NOAA-GFDL / MOM6

Modular Ocean Model
Other
27 stars 60 forks source link

OBC fails if not at the outer edge of the model domain #753

Open ThomasNeumann2 opened 4 weeks ago

ThomasNeumann2 commented 4 weeks ago

I am running a regional MOM6 setup with open boundaries. As long as the OBCs are located at the outer edge of the model (I,J = N or 0) domain, everthing runs fine. But moving the OBC inwards, the model fails after a couple of time steps. Error messages are different. Then I made a simple test. I set up a rectangle model with flat bottom and defined 4 OBCs at each model edge, W, N, E, and S. Everything works as expected: =============================================>>>>>> OBC_NUMBER_OF_SEGMENTS = 4 # OBC_SEGMENT_001 = "I=0,J=N:0,FLATHER,ORLANSKI" OBC_SEGMENT_001_DATA = "SSH=value:0.1,U=value:0.0,V=value:0,TEMP=value:7.0,SALT=value:33.0" # OBC_SEGMENT_002 = "I=N,J=0:N,FLATHER,ORLANSKI" OBC_SEGMENT_002_DATA = "SSH=value:0.1,U=value:0.0,V=value:0,TEMP=value:7.0,SALT=value:33.0" # OBC_SEGMENT_003 = "J=N,I=N:0,FLATHER,ORLANSKI" OBC_SEGMENT_003_DATA = "SSH=value:0.1,U=value:0.0,V=value:0,TEMP=value:7.0,SALT=value:33.0" # OBC_SEGMENT_004 = "J=0,I=0:N,FLATHER,ORLANSKI" OBC_SEGMENT_004_DATA = "SSH=value:0.1,U=value:0.0,V=value:0,TEMP=value:7.0,SALT=value:33.0" =============================================<<<<<<<

Moving e.g. the West OBC one grid point inwards: =============================================>>>>>>> OBC_NUMBER_OF_SEGMENTS = 4 # OBC_SEGMENT_001 = "I=1,J=N:0,FLATHER,ORLANSKI" OBC_SEGMENT_001_DATA = "SSH=value:0.1,U=value:0.0,V=value:0,TEMP=value:7.0,SALT=value:33.0" # OBC_SEGMENT_002 = "I=N,J=0:N,FLATHER,ORLANSKI" OBC_SEGMENT_002_DATA = "SSH=value:0.1,U=value:0.0,V=value:0,TEMP=value:7.0,SALT=value:33.0" # OBC_SEGMENT_003 = "J=N,I=N:1,FLATHER,ORLANSKI" OBC_SEGMENT_003_DATA = "SSH=value:0.1,U=value:0.0,V=value:0,TEMP=value:7.0,SALT=value:33.0" # OBC_SEGMENT_004 = "J=0,I=1:N,FLATHER,ORLANSKI" OBC_SEGMENT_004_DATA = "SSH=value:0.1,U=value:0.0,V=value:0,TEMP=value:7.0,SALT=value:33.0" # MASK_OUTSIDE_OBCS = True =================================================<<<<<<

MOM6 fails with: FATAL from PE 0: NaN detected: u radiationOBCs: OBC%tres[xy]_001

The error message is independent on which OBC I move and independent on the number of grid points.
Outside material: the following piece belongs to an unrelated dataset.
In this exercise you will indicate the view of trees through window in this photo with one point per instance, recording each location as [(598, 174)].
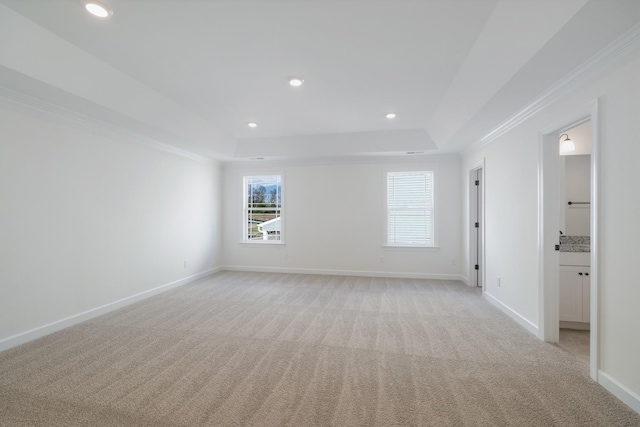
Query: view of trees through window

For the realistic setup, the error message was different and depends on the concrete setting.

Has anybody else detected this behavior or has running a regional model with OBCs inside the model domain?

kshedstrom commented 4 weeks ago

I tried moving the "west" boundary in my Bering domain two grids east and everything was fine. Moving the "east" boundary two grids west also works (the ice is in the east and doesn't even know about those two grids being masked out). This is a short test of three hours.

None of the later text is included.